Xander shrugged. “I don’t know. It’s just these...” He ran his fingers across the battered sandstone. “If these stones could talk to us, I guess I’m wondering what kind of stories they’d have?”

Pulling his hands out his pockets, Spike took out a cigarette and lit it with one flick of his Zippo. “They’d tell us about men with picks and shovels breaking their backs digging them out of a local quarry. They’d tell us about stone masons crafting them, shaping them to do their job topping off this parapet. They’d talk about trains rattling through here, throwing out smoke when they passed under the bridge on their way south. They’d talk about the silence after the trains and the smoke were gone and the way you could suddenly hear the birds, once there was nothing to drown out their singing.” He looked down at his cigarette, and left it where it was, a sixth white digit resting against the old stone. “Maybe in years to come they’ll talk about the two of us sitting and thinking about them.”

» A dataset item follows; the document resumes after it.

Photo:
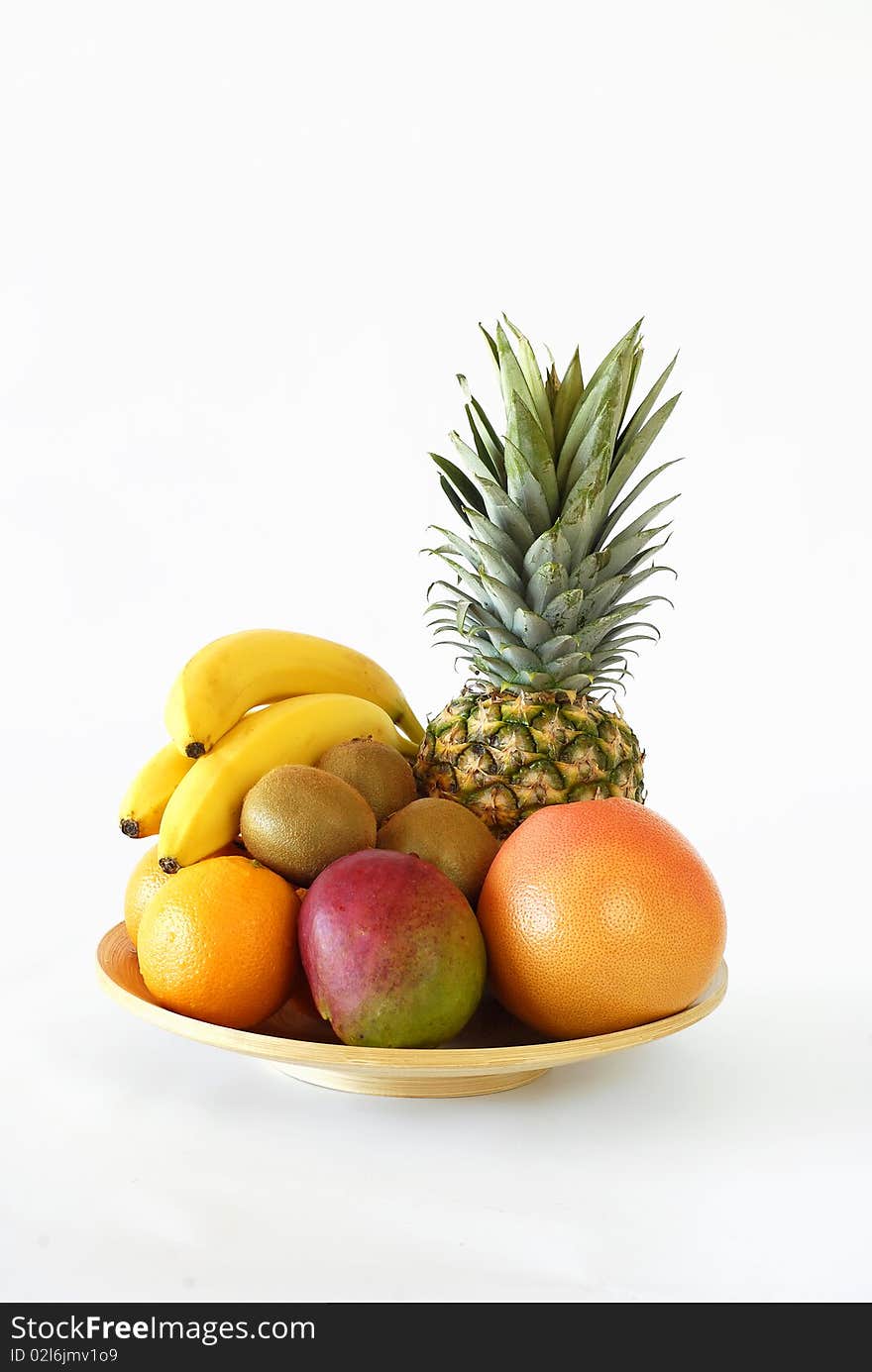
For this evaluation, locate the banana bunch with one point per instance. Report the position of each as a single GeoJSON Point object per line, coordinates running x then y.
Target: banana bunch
{"type": "Point", "coordinates": [315, 693]}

“Maybe?” Xander looked down at his feet. “Do you think we’ll outlast them?”

“We might.” Spike flicked some ash over the side and watched the echo of the sparks vanish into the darkness below. “We might not.”

Reaching over, Xander plucked the cigarette out of Spike’s hand and took a short puff. He handed it back. “They make me feel young,” he said.

“You are young.”

“I’ve not been young for twenty years, Spike.”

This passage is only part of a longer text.